1899 Publishes The Awkward Age. In Rome, meets young Norwegian-American sculptor Hendrik C. Andersen and begins an emotionally charged friendship (“I wish I could go to Rome and put my hands on you”). Purchases Lamb House.
1900-1901 Begins work on The Sense of the Past, which experiments with time travel (it remains unfinished at his death and is published posthumously). Publishes The Sacred Fount. William James writes parts of Varieties of Religious Experience while staying at Lamb House.
1902 Publishes The Wings of the Dove, “The Beast in the Jungle.” Travel essays are collected in English Hours.

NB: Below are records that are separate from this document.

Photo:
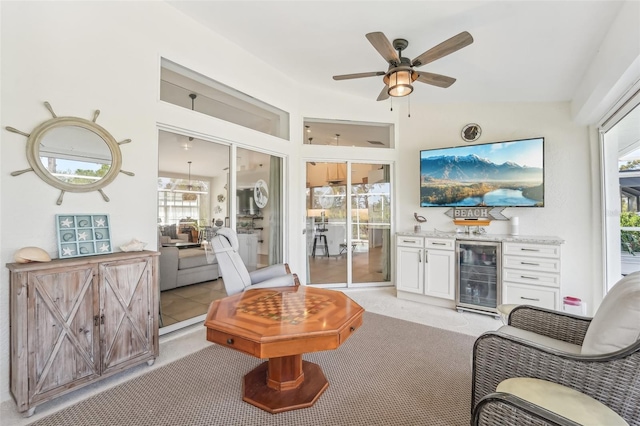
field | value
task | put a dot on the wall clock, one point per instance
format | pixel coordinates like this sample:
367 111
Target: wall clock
261 193
471 132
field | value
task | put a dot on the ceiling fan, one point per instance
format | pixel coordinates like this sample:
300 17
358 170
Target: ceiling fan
401 74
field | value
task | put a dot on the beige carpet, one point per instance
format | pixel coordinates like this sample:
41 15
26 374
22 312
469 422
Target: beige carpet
390 372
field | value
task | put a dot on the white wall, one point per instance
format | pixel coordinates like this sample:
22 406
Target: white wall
568 209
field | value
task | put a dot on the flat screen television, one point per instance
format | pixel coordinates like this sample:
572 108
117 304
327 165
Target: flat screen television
499 174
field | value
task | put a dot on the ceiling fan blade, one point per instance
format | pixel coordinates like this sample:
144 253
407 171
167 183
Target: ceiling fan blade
358 75
445 48
435 79
384 94
384 47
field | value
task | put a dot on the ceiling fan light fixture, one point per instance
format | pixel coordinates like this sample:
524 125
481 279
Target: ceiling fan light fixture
399 82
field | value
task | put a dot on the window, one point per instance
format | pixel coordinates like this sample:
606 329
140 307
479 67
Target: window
181 200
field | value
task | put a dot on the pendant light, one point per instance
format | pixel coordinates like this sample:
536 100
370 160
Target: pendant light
189 196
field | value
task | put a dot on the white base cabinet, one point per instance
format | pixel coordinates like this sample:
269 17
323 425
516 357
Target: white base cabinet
426 269
426 266
531 274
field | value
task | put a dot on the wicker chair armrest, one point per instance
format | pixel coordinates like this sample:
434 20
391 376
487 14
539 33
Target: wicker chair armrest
509 410
613 379
555 324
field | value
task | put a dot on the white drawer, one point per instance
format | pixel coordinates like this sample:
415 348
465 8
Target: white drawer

1903 Publishes The Ambassadors and the commissioned biography William Wetmore Story and His Friends. Important friendship develops with Edith Wharton. br />
1904 Publishes The Golden Bowl. Returns to the United States, in spite of discouragement of brother William (“You are very dissuasive—even more than I expected”), after a twenty-year absence. Tours as far south as Florida, as far west as California; lectures on “The Lesson of Balzac” and “The Question of Our Speech”; American press notes the visit and publishes caricatures of his supposed stupefaction at American customs.
1905 Returns to England; begins work on The Novels and Tales of Henry James; publishes edition generally known as the New York Edition.
1906-9 Continues exhausting work on revisions and prefaces for the New York Edition. Publishes two travel volumes, The American Scene (1907), on his recent American tour, and Italian Hours (1909), collecting Italian essays written over thirty-five years. Writes “The Jolly Corner.” Initial New York Edition royalties amount to just over £40. Friendship with young Hugh Walpole. Begins work on The Ivory Tower (published incomplete and posthumously). Experiences bouts of depression; burns most letters he has received over the years.
1910 James has a nervous breakdown (“My nervous condition—trepidation, agitation, general dreadfulness”); alcoholic younger brother Robertson dies alone in Concord; James revisits the United States, where brother William soon dies (“my best & wisest of friends”). Henry James is the last alive of the five siblings (“I feel stricken & old & ended”).
1911 “Revises” The Outcry, written as a play in 1909, as a minor novel. Health improves; begins work on first autobiographical volume. Awarded honorary degree from Harvard. Wharton, Gosse, and Howells lobby unsuccessfully to have Nobel Prize awarded to him.
1912 Receives honorary doctorate from Oxford (“fecundissimum et facundissimum scriptorem”). Judging James’s finances as precarious, Wharton secretly arranges to have $8,000 of her Scribner’s royalties offered him as an “advance”; his spirits improved, returns to work on The Ivory Tower.